Abstract
A digital mucous cyst (DMC) is clinically characterized by a round to oval, translucent, smooth nodule localized to the dorsal aspect of the distal digits near the distal interphalangeal joint. It usually presents as a solitary lesion, and multiple lesions are uncommon. An 88-year-old man presented with herpetiform translucent papules on the right thumb. We first diagnosed the lesion as molluscum contagiosum or herpetic whitlow. Histopathology showed a cystic space containing mucinous material and numerous fibroblasts surrounded by mucinous stroma in the upper dermis. The lining of the cyst wall was not apparent and mucinous material was stained with Alcian blue, indicating a diagnosis of DMC.
Keywords: Digital mucous cysts, Herpetiform
INTRODUCTION
Digital mucous cysts (DMCs) were first described by Hyde1 in 1883 under the name of synovial lesions of the skin, with other names proposed, including myxoid cyst, mucinous cyst, mucoid cyst, and synovial cyst. It is clinically characterized by a round to oval, translucent, smooth nodule localized to the dorsum of the finger near the distal interphalangeal (DIP) joint2. It usually presents as a solitary lesion, and rarely, as multiple lesions. However, the herpetiform appearance of DMCs on one digit has not been reported in dermatologic literature.
CASE REPORT
An 88-year-old man presented with several round to oval dome shaped papules on his right thumb. The lesion first developed 2 years ago as a small solitary papule and subsequently several other papules developed around the first one. He had no past history of DMCs, osteoarthritis, or any other skin condition. Cutaneous examination revealed several grouped 2 to 3 mm round to oval translucent dome-shaped papules presenting as herpetiform lesions on the dorsum of his right thumb between the proximal nail fold and the DIP joint (Fig. 1).

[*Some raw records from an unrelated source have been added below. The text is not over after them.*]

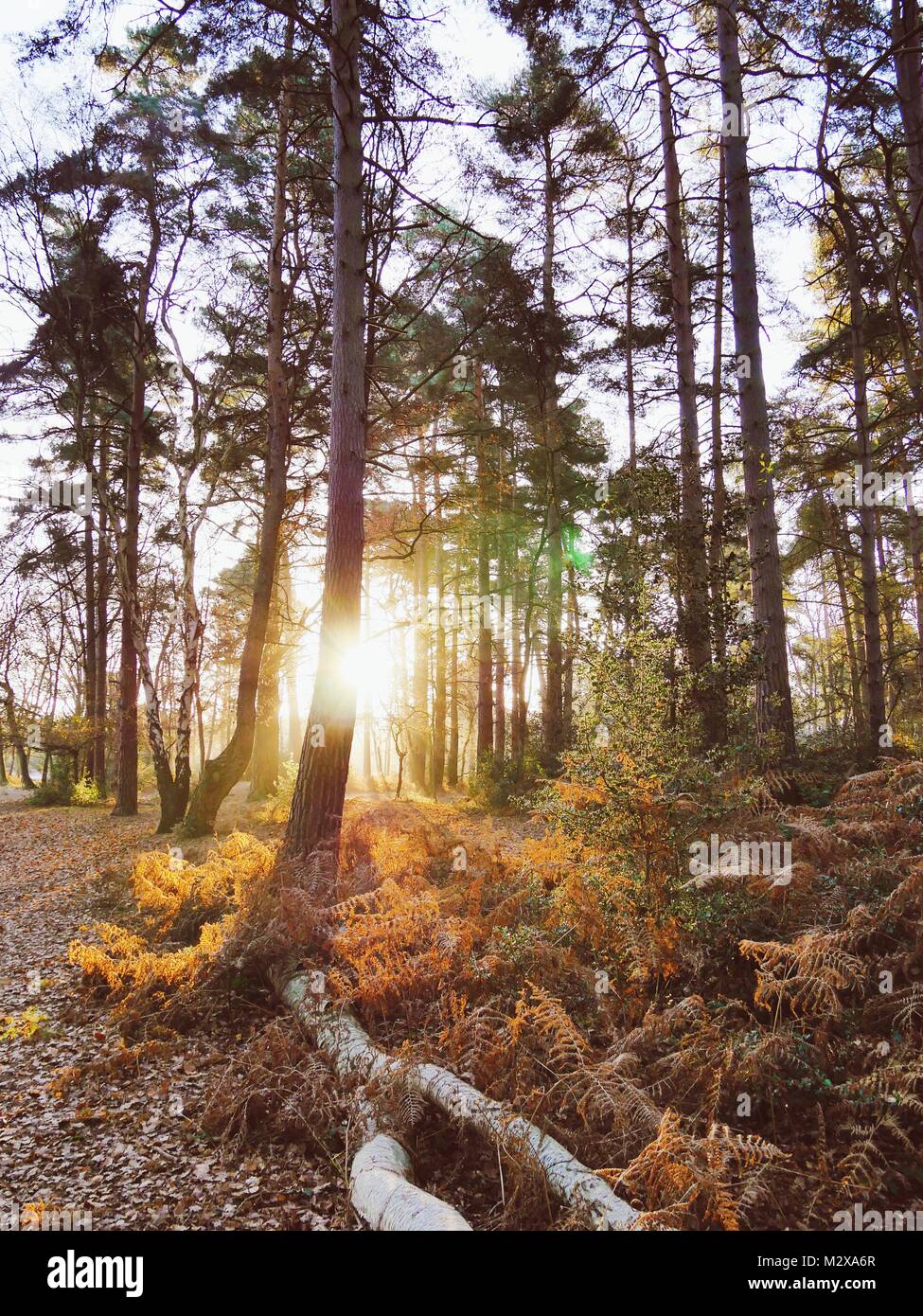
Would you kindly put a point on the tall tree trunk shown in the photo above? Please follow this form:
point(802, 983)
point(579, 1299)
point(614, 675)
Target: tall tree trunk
point(906, 41)
point(127, 795)
point(366, 709)
point(875, 668)
point(452, 759)
point(91, 623)
point(316, 815)
point(719, 492)
point(418, 726)
point(501, 653)
point(774, 718)
point(440, 679)
point(693, 562)
point(222, 774)
point(14, 738)
point(101, 627)
point(265, 759)
point(551, 435)
point(839, 550)
point(485, 744)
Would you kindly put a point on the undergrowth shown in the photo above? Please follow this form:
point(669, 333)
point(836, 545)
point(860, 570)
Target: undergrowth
point(728, 1052)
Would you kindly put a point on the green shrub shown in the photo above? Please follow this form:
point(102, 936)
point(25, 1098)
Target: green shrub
point(86, 792)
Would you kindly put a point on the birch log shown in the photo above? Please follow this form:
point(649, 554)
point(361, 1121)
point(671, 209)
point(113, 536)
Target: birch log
point(353, 1052)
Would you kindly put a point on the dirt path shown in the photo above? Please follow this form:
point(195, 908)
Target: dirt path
point(121, 1143)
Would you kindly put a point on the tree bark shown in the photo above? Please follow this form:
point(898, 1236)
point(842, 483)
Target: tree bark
point(222, 774)
point(693, 562)
point(775, 726)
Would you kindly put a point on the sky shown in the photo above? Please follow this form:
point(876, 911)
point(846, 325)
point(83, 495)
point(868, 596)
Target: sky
point(475, 49)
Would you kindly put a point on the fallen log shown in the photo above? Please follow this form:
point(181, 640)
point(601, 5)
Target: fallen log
point(352, 1050)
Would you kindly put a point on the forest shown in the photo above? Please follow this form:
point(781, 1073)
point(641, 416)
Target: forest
point(461, 617)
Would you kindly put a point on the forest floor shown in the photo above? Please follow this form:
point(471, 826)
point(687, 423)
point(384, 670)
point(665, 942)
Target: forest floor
point(731, 1052)
point(123, 1141)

The remaining physical examination was unremarkable.
A punch biopsy was performed from one of the papules on his right thumb, and histopathology showed a cystic space containing mucinous material and a number of fibroblasts in the dermis (Fig. 2). The cystic space was surrounded by mucinous stroma and lining of the cyst wall was not apparent. Alcian blue (pH 2.5) staining was positive for mucin in the cystic spaces. From these findings, the diagnosis of a DMC was made. We recommended total excision of the lesion, but he declined treatment.
DISCUSSION
A DMC is solitary, translucent, round to oval, dome-shaped, skin-colored cystic nodular lesion on the digits of the hands2. It contains a clear gelatinous fluid that may discharge spontaneously or on minor trauma. It is usually located between the crease of the DIP joint on the dorsal surface and the proximal nail fold. Less commonly, it is found between the proximal nail fold and the nail plate, beneath the nail matrix, or in the digit pulp. Most cysts occur in people 40 to 70 years old, and women are affected more than twice as often as men3,4.
Two types of DMCs have been described. The first is the myxomatous type, which is analogous to focal mucinosis, and shows a large cystic space containing mucin surrounded by collagen fibers with no lining of the cyst wall. It results from an overproduction of hyaluronic acid by the fibroblasts, and it is not anatomically connected with the adjacent DIP joint2,5. Histologically, there are ill-defined areas of mucinous material in its early stages. Subsequently, multiple clefts form and then coalesce into one large cystic space containing mucin composed largely of hyaluronic acid. The collagen at the periphery of the cysts appears compressed. The second type is the ganglion type, which is associated with changes of degenerative joint disease and commonly seen in elderly patients with osteoarthritis and osteophytes. It results from herniation of the tendon sheath or joint linings, thus representing a ganglion6. The ganglion type shows evidence of a pedicle leading to the joint space, and may show an epithelial lining2. Methylene blue injection can identify communication between the cyst and DIP joint7. Both types of DMCs are characteristically present as a solitary lesion, and multiple lesions are rare. Our patient had herpetiform papules on his right thumb. Although there was no history of direct skin-to-skin contact, trauma, HSV infection, or HIV infection, we first diagnosed the lesion to be molluscum contagiosum or herpetic whitlow. Histopathology showed a cystic space containing mucinous material stained with Alcian blue (pH 2.5) and the lining of the cyst wall was not apparent. Therefore, we diagnosed the patient with the myxomatous type of DMCs.
Several cases of multiple DMCs have been reported in the dermatologic literature. Connolly and de Berker8 reported DMCs involving the fingers of both hands due to repetitive occupational trauma. Kivanc-Altunay et al.9 reported digital subungual mucous cysts on all toes. However, DMCs presenting as herpetiform lesions, as in our patient, have not been previously reported. Lack of awareness of its special clinical feature may contribute to erroneous diagnosis. Molluscum contagiosum, herpetic whitlow, and some benign tumors may be difficult to differentiate. Correct diagnosis can be confirmed by histopathology and radiological exam like ultrasonography and MRI.